El medio francés presenta los hechos en capas. Primero, el anuncio simultáneo de Trump y el gobierno venezolano. Luego, la dimensión transnacional del Tren de Aragua, su alcance criminal en Perú, Colombia y más allá. Después, la historia de origen en la prisión de Tocorón, donde Guerrero Flores convirtió un penal en un imperio de extorsión y control. Y finalmente, el contexto de los ataques estadounidenses a embarcaciones en el Caribe que han causado al menos 207 muertes desde septiembre.
Lo que resulta notorio es cómo la cobertura evita la pregunta política central mediante la estrategia de la exhaustividad criminal. Al documentar minuciosamente quién es Guerrero Flores, qué hizo, cuántos delitos cometió y en cuántos países operó, France 24 construye una narrativa donde la legitimidad del operativo parece derivarse de la magnitud de la amenaza, no de la naturaleza del acuerdo entre Washington y Caracas. Es una forma de neutralidad que, paradójicamente, no es neutral.
Hay un detalle que France 24 incluye pero no subraya: el Secretario del Interior estadounidense, Doug Burgum, visitó Venezuela en marzo para asegurar a compañías mineras que el gobierno de Delcy Rodríguez estaba dispuesto a garantizar seguridad para inversiones. Esto sugiere una relación operativa que antecede al operativo contra Guerrero Flores. Sin embargo, la cobertura lo presenta como información contextual sobre actividades ilegales en Bolívar, no como evidencia de una normalización de facto de relaciones bilaterales.
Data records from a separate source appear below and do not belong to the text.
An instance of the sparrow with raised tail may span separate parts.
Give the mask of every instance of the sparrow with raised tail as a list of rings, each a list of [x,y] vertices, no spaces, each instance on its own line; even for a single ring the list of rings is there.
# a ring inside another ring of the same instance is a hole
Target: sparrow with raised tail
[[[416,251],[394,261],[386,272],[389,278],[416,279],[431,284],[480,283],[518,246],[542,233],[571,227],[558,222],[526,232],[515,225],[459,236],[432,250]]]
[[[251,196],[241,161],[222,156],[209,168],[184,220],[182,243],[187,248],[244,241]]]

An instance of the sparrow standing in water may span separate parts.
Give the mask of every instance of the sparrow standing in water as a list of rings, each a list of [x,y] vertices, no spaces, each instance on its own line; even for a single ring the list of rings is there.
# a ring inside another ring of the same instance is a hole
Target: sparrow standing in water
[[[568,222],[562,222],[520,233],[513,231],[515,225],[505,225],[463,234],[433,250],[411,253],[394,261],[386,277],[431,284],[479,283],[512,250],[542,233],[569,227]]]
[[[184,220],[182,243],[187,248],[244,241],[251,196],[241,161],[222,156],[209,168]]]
También está el asunto de la narrativa sobre Trump. El presidente estadounidense describe el ataque como "rápido y letal", publica video sin clasificar del edificio explotando, y usa lenguaje apocalíptico: "enviar a estos asesinos y señores de la droga a las profundidades del infierno". France 24 reproduce estas declaraciones sin filtro editorial visible, lo que permite al lector occidental entender la operación como parte de una campaña retórica más amplia contra el crimen organizado, no como un acto de intervención militar en territorio soberano de un país con el cual Estados Unidos mantiene una postura oficial de no reconocimiento.
La prensa extranjera, en este caso, está documentando correctamente los hechos verificables: quién murió, dónde, cómo se anunció. Pero el encuadre que elige —el crimen como protagonista, la amenaza transnacional como justificación, la cooperación como técnica antidrogas— tiene el efecto de normalizar una colaboración militar que, hace apenas semanas, habría sido impensable bajo la retórica de sanciones y aislamiento que ha definido la política estadounidense hacia Venezuela durante años. La prensa internacional no está mintiendo. Simplemente está eligiendo qué pregunta hacer, y cuál no.